The gender gap is smaller in some of the majors from the College of Sciences. Though males predominantly enroll in Computer Science – 793 males compared to 140 females – females tend to lead enrollment in Biology and Chemistry. There are 247 females compared to 221 males enrolled in Chemistry seeking degrees, and there are 1,661 females on the route to being biologists compared to 1,087 males.
Though more and more females are enrolling and being accepted in STEM programs, a question arises as to how many of the females that are enrolled in such programs continue on the STEM path.
“If you were to follow people in their careers, I think that is where you see females lagging behind,” said Jordan. “Look at full professors, deans, chairs; I think that is where disparity is seen, and I don’t know why.”
During the 1800’s, the justification for discrimination against women in higher education was that women would be wasting their “resources” for intellectual boost, thus diminishing these same “recourses” for other jobs, like child bearing.
“A hundred years ago, a young woman like me wasn’t afforded the same opportunities as today. Life placed different expectations on her, expectations of running a households and raising a family, not curing cancer or winning a Nobel Prize,” says Brianna Bal, a sophomore in the Facilitated Acceptance to Medical Education (FAME) Program. “Being a young woman in science, I want to continue on the path my predecessors paced and expand it even more. Why can’t I, as a young woman, raise a family AND be a physician?”
Change comes with evolving progress, and slowly, the US has grown out of the discriminatory mentality. The Civil Rights Act of 1964 made it illegal to discriminate against someone on the basis on sex, and when it comes to women specifically, the act also made it illegal to discriminate females because of pregnancy or childbirth. Also, the Equal Pay Act of 1963 made it illegal to pay men and women different wages if they perform equal tasks in the same workplace. These laws and many others have helped to narrow the gap.

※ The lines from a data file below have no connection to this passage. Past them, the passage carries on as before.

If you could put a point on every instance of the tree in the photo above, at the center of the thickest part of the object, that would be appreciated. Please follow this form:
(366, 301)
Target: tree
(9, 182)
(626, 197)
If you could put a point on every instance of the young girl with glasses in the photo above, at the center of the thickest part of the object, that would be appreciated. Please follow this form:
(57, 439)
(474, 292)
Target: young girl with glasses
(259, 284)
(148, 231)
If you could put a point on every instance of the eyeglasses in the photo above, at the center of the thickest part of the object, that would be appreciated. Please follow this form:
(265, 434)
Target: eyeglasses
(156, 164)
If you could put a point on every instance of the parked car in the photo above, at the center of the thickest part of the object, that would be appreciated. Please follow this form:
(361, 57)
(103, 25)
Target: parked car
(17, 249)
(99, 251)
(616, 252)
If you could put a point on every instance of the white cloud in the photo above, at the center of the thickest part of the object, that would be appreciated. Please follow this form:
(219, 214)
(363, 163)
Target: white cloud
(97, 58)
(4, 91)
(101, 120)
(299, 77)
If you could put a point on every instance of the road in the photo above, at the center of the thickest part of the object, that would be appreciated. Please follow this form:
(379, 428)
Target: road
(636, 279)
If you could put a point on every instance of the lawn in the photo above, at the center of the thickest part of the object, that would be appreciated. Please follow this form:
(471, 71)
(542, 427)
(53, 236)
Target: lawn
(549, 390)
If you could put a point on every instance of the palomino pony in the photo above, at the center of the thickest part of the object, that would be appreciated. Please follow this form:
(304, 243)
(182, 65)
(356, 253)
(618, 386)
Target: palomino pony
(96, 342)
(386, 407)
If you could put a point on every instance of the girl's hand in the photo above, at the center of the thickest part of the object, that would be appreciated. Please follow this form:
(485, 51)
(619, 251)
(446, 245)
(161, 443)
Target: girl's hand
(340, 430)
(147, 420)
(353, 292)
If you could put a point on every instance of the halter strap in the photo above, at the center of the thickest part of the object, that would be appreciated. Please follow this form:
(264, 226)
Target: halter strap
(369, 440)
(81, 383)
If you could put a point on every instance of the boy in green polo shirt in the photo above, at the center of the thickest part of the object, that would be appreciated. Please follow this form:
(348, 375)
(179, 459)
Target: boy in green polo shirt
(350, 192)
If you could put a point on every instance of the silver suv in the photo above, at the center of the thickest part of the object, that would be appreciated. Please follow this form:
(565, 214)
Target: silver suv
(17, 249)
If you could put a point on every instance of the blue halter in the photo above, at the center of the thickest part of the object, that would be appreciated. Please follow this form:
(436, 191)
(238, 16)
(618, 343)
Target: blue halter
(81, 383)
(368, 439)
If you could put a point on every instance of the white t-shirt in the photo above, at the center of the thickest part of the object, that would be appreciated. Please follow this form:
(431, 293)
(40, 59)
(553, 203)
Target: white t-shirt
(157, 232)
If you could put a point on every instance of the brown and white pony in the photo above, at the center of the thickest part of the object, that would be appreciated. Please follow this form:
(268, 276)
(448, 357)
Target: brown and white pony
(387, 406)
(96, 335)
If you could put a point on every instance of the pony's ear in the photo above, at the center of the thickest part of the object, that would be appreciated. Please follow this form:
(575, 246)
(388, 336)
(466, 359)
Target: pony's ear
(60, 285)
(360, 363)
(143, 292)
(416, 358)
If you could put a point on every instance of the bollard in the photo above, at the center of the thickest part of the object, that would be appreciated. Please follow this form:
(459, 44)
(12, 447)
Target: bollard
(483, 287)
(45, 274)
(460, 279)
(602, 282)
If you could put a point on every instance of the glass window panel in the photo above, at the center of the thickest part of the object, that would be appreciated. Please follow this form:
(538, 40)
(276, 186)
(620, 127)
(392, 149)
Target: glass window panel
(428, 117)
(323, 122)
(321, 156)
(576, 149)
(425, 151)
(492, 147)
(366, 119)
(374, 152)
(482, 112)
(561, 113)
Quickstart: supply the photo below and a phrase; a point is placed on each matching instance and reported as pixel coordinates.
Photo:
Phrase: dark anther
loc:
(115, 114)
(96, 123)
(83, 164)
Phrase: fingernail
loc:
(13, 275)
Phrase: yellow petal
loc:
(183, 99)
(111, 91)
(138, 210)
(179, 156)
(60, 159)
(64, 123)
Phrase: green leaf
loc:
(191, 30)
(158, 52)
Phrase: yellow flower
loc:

“I think it would be interesting to see what the case would be if we did not have the laws we have today,” says Jordan. “It is very hard to discriminate against gender now.”
Today, academic institutions are not supposed to discriminate on gender for both student enrollment and faculty hiring purposes. UTSA, on its route to Tier 1, reflects gender equality. In fact, when glancing at the students in the FAME Program, there are noticeably more females than males preparing to become physicians.
“When applying for the FAME Program, I never once thought my gender would be something that would prevent my acceptance,” says Bal. “I think this really says something about how far we’ve come in our society.”
Great Minds in STEM offers many more opportunities similar to the event at Highlands High School that many students can benefit from. Giselle Castillo, a freshman Biology major, is a beneficiary of the program.
“Great Minds in STEM is funding a portion of my college education and for that, I am forever grateful,” says Castillo. The fact that they chose me, a girl, to receive the scholarship, solidifies the idea that girls are becoming more and more prominent in the science field.”